Synthetic chemical fungicides have long served as agents for reducing the incidence of plant disease; however they are costly, cause environmental pollution and pathogens develop quick resistance. Alternative biological control offers an attractive alternative or supplement to fungicides for the management of plant disease, without the negative effects of chemical control. Biological control includes the use of organisms or its active components. The results are not consistent when whole organism, since it requires the maintenance linked surveillance which may be a difficult task to achieve in the environment. The use of active component such as proteins polysaccharides and metabolites attracts great importance which needs no conditions to work efficiently.
Plant hypersensitive response (HR) is a complex, early defense response that causes necrosis and cell death to restrict the growth of a biotrophic pathogen. Resistance (R) genes detect the pathogen and change the membrane potential and ion permeability of the plasma membrane. The outward K+ and inward Ca+2 and H+ ion flux are dependent and trigger the HR, resulting in cell death and formation of local lesions. The HR precedes the secondary resistance response, the systemic acquired response (SAR) leads to the biochemical changes include generation of oxidative burst, cell death, overproduction of lignin-related materials, and the induction of certain pathogen related (PR) proteins.
In plants, systemic acquired resistance (SAR) is a "whole-plant" resistance response that occurs following an earlier localized exposure to a pathogen. Systemic acquired resistance (SAR) is the activation of defences in uninfected parts of the plant. As a result the entire plant is more resistant to a secondary infection. SAR is important for plants to resist disease, as well as to recover from disease once formed. SAR can be induced by infection of plant parts with low effective necrotic pathogens or molecules from pathogens like HR inducing proteins. SAR is long lasting and often confers broad-based resistance to different pathogens. Salicylic acid may be a signaling compound involved in transmission of the defence response throughout the plant to produce SAR. SAR includes the production defence enzymes of antifungal chitinases, β-1,3-glucanases, PR-1, PR-5.

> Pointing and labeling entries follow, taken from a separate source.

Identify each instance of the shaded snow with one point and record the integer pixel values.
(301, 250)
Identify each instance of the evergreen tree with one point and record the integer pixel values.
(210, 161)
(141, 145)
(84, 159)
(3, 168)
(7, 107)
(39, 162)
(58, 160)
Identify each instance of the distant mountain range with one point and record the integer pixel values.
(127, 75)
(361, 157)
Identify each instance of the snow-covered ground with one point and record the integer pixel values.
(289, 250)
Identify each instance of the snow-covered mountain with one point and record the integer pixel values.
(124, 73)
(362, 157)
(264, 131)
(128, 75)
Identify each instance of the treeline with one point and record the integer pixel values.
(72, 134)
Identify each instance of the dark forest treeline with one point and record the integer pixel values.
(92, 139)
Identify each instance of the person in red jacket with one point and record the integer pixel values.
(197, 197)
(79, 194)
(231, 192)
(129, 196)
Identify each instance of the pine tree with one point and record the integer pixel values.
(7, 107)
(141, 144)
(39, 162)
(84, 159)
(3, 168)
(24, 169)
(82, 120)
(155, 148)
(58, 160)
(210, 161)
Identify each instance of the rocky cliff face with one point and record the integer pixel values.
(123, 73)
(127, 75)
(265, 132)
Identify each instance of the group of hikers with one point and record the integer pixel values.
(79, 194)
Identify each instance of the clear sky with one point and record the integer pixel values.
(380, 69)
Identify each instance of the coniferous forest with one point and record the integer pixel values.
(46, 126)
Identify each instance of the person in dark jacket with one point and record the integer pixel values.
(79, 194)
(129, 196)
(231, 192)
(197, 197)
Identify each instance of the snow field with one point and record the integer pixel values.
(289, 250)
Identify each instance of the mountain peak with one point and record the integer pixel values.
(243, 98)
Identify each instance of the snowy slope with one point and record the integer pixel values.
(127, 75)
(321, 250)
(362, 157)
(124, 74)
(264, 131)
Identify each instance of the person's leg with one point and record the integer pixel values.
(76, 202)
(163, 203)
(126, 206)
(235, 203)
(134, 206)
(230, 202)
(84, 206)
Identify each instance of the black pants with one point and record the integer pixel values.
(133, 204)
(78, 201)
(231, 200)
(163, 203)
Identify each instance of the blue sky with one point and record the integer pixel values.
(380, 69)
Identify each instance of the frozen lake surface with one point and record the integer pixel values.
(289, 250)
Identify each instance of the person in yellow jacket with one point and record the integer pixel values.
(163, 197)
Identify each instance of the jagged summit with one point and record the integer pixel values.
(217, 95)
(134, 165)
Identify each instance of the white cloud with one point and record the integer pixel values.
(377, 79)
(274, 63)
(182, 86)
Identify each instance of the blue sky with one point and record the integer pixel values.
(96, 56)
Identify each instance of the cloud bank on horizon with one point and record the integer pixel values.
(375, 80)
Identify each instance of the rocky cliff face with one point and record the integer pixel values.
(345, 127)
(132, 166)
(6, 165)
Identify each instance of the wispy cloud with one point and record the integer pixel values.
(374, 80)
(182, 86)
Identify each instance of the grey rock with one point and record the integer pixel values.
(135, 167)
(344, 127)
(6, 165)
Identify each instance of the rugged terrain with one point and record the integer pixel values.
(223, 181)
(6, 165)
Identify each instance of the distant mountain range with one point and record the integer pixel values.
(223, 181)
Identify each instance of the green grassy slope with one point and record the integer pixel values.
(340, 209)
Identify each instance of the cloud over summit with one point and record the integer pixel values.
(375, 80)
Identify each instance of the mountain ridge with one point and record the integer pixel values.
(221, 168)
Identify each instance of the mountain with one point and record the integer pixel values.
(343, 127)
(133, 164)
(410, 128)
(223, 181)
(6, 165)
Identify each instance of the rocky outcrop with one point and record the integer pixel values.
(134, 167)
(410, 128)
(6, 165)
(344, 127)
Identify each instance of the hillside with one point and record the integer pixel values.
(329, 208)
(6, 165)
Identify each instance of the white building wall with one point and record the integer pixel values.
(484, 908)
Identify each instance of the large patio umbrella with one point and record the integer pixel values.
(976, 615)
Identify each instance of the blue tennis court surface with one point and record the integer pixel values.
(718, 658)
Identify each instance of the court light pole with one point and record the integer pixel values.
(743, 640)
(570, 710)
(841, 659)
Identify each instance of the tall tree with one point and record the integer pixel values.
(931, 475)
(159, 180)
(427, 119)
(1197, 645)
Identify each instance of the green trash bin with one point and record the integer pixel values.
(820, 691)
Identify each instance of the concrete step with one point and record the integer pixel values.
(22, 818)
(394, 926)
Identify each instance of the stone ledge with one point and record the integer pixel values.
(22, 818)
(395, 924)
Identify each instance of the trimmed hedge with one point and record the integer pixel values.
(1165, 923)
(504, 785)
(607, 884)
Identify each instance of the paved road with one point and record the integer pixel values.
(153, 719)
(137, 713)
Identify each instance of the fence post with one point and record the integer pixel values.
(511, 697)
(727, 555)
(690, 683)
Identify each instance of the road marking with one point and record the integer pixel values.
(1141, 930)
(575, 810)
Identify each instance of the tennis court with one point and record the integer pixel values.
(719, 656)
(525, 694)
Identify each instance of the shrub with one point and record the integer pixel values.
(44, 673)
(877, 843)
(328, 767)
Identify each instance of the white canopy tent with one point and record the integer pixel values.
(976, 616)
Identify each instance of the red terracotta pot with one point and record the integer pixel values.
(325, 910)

Harpins are one class of heat stable proteins produced by gram negative plant pathogenic bacteria and elicit hypersensitive response (HR) in non-host plants. The HR inducing ability is not because of toxicity of harpin, but due to biochemical changes induced by protein in the plant. Harpin is a leucine and glycine-rich protein lacking cysteine with no reported enzymatic activity. It retains activity even after treating at 100°C for 10'. Harpin was first isolated from Erwinia amylovora, a fire blight pathogen of apples and pears and later it is reported form other gram negative plant pathogenic bacteria like Pseudomonas, Xanthomonas and others. Another interesting feature of harpin is any truncated part of the protein is able to induce the HR in yeast as like full length protein. Harpin, by contrast, elicits a protective response in the plant that makes it resistant to a wide range of fungal, bacterial, and viral diseases. Harpin does not interact directly with disease pests so these organisms are not expected to develop resistance to it, unlike chemicals. Harpin does not alter the DNA of treated plants, but instead activates a natural defense mechanism in the host plant, referred to as systemic acquired resistance (SAR).
Harpin elicits disease resistance by activating multiple defense signal transduction pathways leading to activation of defense genes, analogous to a broad spectrum immune response in animals.
The use of harpin is already proved to be protective against several diseases caused by bacteria, fungi and virus etc.